Per quanto riguarda il commercio con l’estero, le esportazioni sono andate crescendo negli anni e sono passate dal pesare per il 30% sul PIL di prima del 2010 al 40% attuale: il paese è riuscito a rivolgersi maggiormente ai mercati internazionali dato che negli anni della crisi il mercato interno, con l’austerità a cui era stato sottoposto, non poteva supportare una crescita sufficientemente dinamica. L’obiettivo dell’agenzia governativa di promozione dell’internazionalizzazione delle aziende portoghesi è di raggiungere entro il 2025 il 50% del PIL. La crisi vissuta dal paese ha operato una selezione naturale sulle aziende, lasciando in vita solo le più solide, ma solo il 5% delle circa 400 mila attualmente attive sono aziende esportatrici.

Il margine di sviluppo rimane quindi ampio. Il principale mercato di esportazione si conferma l’Eurozona, con il 74% del totale dell’export (cresciuto del 6% a/a), seguito da Stati Uniti (6%), Estremo Oriente (5%) e Sud America (3%). I prodotti che più hanno contribuito alla buona performance dell’export del 2017 sono stati macchinari (+15% a/a), autoveicoli (+11%), metalli e plastica (+7%). Nel 2017 l’export è avanzato del 7,4% a fronte di importazioni in aumento del 7,2%: il contributo dell’export netto è stato tuttavia negativo per quattro decimi. Per l’anno in corso prevediamo un contributo positivo del canale estero (import a 4,5% a/a ed export a 5,5% a/a).

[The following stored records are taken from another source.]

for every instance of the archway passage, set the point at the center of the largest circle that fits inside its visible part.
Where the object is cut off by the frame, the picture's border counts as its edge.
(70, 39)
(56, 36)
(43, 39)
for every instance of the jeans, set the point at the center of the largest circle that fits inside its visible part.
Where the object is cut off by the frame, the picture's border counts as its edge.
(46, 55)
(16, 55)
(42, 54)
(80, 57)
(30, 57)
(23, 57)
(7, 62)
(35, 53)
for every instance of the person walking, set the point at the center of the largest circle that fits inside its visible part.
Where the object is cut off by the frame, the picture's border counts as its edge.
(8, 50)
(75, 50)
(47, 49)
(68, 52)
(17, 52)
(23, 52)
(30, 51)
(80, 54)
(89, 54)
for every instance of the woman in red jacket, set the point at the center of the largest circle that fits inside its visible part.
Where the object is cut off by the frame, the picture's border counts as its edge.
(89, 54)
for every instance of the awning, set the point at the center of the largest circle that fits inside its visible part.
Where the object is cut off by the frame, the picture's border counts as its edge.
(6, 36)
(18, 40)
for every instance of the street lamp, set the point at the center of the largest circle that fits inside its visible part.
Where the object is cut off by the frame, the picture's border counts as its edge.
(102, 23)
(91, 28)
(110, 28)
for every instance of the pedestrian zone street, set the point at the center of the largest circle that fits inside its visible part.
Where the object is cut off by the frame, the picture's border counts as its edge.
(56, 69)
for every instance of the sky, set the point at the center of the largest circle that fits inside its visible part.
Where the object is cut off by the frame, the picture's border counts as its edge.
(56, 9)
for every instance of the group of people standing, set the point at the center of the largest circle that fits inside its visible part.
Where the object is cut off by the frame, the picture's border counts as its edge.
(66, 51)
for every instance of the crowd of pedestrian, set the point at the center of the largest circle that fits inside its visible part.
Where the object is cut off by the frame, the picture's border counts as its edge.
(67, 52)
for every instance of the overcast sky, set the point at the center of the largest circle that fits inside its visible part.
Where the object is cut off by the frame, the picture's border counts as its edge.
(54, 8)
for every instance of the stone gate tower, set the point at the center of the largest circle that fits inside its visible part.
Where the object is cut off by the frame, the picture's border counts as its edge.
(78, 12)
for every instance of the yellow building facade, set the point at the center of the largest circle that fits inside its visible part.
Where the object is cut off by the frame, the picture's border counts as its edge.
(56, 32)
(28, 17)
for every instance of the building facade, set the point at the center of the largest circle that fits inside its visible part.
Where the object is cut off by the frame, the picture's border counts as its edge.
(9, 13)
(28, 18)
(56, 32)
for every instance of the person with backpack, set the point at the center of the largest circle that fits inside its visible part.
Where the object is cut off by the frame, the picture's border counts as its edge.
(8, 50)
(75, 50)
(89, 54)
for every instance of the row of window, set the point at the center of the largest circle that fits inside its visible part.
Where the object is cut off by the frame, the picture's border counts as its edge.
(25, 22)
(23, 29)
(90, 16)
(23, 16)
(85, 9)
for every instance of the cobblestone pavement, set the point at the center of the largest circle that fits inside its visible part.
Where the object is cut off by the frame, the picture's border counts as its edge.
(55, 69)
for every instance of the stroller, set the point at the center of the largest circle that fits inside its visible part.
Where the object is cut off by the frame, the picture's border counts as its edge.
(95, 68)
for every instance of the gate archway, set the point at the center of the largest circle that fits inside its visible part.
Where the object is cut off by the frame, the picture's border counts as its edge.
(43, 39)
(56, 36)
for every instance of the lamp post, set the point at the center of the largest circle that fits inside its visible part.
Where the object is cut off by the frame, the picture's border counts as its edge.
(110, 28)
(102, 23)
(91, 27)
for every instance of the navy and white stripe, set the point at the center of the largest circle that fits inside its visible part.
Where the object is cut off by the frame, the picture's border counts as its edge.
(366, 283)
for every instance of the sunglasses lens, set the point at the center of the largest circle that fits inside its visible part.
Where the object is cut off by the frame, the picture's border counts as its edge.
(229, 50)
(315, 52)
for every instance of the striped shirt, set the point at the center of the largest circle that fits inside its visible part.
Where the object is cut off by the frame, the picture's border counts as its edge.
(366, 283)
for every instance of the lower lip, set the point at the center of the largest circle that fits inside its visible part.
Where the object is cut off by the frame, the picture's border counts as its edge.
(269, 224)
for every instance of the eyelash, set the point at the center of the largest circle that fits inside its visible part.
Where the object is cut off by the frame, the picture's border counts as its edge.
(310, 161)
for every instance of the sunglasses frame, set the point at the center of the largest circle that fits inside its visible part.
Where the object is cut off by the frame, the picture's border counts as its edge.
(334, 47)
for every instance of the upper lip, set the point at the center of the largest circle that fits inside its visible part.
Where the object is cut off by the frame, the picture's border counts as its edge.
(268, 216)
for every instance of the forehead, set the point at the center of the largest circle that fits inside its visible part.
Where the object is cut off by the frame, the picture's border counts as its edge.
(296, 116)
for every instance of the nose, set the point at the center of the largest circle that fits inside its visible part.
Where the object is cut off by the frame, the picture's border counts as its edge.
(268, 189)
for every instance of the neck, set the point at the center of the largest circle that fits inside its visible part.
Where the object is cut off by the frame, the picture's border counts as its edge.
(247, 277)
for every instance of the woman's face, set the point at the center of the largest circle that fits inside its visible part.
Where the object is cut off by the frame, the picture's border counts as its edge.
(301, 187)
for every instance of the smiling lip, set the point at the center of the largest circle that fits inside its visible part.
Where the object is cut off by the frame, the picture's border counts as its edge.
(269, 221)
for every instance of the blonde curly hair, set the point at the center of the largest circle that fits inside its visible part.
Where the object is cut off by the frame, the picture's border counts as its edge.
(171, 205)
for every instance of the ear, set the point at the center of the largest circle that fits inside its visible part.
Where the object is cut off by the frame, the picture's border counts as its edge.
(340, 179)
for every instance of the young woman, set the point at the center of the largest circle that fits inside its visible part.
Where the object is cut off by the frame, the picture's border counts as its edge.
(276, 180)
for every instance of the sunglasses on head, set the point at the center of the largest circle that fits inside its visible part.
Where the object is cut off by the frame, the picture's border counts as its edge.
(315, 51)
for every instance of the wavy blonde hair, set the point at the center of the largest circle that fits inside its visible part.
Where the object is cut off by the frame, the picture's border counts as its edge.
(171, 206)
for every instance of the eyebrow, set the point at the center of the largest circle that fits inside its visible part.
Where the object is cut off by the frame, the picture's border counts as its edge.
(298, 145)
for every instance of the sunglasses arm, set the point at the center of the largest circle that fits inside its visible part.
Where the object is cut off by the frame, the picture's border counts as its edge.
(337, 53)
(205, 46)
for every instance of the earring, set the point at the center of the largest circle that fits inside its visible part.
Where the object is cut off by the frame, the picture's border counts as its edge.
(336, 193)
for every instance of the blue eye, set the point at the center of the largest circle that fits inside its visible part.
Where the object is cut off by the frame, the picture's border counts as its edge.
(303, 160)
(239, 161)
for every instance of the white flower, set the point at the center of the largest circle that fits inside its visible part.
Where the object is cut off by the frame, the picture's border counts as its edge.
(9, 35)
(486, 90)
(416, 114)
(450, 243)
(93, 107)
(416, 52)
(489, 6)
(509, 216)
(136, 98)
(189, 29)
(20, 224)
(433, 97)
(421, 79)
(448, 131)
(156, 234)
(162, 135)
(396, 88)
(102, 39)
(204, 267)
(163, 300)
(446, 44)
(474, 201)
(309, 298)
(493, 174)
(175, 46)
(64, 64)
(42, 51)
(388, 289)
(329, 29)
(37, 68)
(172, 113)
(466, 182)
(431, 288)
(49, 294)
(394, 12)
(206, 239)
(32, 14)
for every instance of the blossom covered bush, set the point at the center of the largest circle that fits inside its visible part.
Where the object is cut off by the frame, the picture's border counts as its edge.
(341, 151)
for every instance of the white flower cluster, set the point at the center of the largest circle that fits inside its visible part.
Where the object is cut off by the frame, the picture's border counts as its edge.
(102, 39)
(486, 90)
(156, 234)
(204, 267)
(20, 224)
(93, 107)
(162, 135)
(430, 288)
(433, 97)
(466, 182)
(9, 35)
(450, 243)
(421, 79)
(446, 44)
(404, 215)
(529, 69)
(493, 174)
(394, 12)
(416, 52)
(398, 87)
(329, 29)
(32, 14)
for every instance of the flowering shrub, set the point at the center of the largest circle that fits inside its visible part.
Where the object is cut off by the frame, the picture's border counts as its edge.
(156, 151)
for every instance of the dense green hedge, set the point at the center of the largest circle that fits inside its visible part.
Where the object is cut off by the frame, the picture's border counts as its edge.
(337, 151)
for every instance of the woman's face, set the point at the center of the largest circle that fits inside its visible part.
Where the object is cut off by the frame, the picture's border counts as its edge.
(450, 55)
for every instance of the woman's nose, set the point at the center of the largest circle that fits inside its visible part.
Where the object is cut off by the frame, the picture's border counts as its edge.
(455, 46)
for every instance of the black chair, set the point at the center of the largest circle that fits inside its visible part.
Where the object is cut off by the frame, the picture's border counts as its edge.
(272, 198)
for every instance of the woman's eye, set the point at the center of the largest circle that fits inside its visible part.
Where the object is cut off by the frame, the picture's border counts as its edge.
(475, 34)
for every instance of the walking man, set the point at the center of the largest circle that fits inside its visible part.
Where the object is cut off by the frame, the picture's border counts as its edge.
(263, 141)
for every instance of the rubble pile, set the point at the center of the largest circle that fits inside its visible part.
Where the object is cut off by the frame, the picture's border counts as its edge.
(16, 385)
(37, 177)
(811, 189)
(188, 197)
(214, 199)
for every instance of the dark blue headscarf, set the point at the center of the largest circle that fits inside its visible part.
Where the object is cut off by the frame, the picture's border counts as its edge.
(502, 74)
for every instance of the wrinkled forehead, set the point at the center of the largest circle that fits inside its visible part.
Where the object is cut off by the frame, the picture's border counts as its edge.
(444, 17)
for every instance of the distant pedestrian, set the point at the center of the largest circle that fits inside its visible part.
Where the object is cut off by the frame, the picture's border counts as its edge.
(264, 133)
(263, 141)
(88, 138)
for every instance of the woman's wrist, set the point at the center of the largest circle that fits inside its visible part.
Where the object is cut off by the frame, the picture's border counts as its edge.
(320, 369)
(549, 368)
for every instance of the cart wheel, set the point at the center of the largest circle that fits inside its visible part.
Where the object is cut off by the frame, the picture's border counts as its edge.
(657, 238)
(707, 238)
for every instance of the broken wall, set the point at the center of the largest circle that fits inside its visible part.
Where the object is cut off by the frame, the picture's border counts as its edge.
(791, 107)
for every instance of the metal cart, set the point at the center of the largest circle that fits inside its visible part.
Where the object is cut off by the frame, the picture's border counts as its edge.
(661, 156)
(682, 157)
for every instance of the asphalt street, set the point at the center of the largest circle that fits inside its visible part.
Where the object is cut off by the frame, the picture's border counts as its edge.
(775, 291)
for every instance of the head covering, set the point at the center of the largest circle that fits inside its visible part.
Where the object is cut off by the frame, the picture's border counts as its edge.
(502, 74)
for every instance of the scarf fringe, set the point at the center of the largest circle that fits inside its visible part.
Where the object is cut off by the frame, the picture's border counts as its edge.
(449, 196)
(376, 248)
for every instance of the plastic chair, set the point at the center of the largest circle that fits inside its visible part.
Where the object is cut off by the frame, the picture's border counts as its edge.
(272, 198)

Lo scenario per il paese è quindi decisamente migliorato. L’economia sta crescendo a ritmi superiori a quella di altri partner europei, facendo ora del Portogallo uno dei paesi più promettenti dell’Eurozona. Nel 2017 anche il comparto del debito pubblico ha registrato apprezzabili progressi, con lo spread verso Bund in ampio restringimento, ormai attorno ai 100 punti base, una delle migliori performance tra i paesi dell’Eurozona, grazie anche al recente upgrade di Fitch della carta portoghese a BBB. La traiettoria dei conti pubblici si conferma impostata nella direzione giusta anche se l’avvicinamento ai parametri di Maastricht rimane lontano: il tracciato del debito pubblico è quindi atteso calare al 126,5% dal 127,7% dello scorso anno.

Pertanto l’alto debito pubblico rimarrà il principale elemento di fragilità del paese, assieme al sistema bancario, anche se la riduzione dei NPL negli ultimi trimestri suggerisce che anche su questo fronte dei frutti stanno arrivando. L’attuale compagine di governo guidata dal leader socialista António Costa è quindi riuscita a contemperare le esigenze di controllo dei conti pubblici dopo l’uscita dal bailout con il consolidamento della ripresa economica. I rischi politici potrebbero tornare a non essere trascurabili però a mano a mano che ci si avvicinerà alle prossime elezioni generali nel 2019.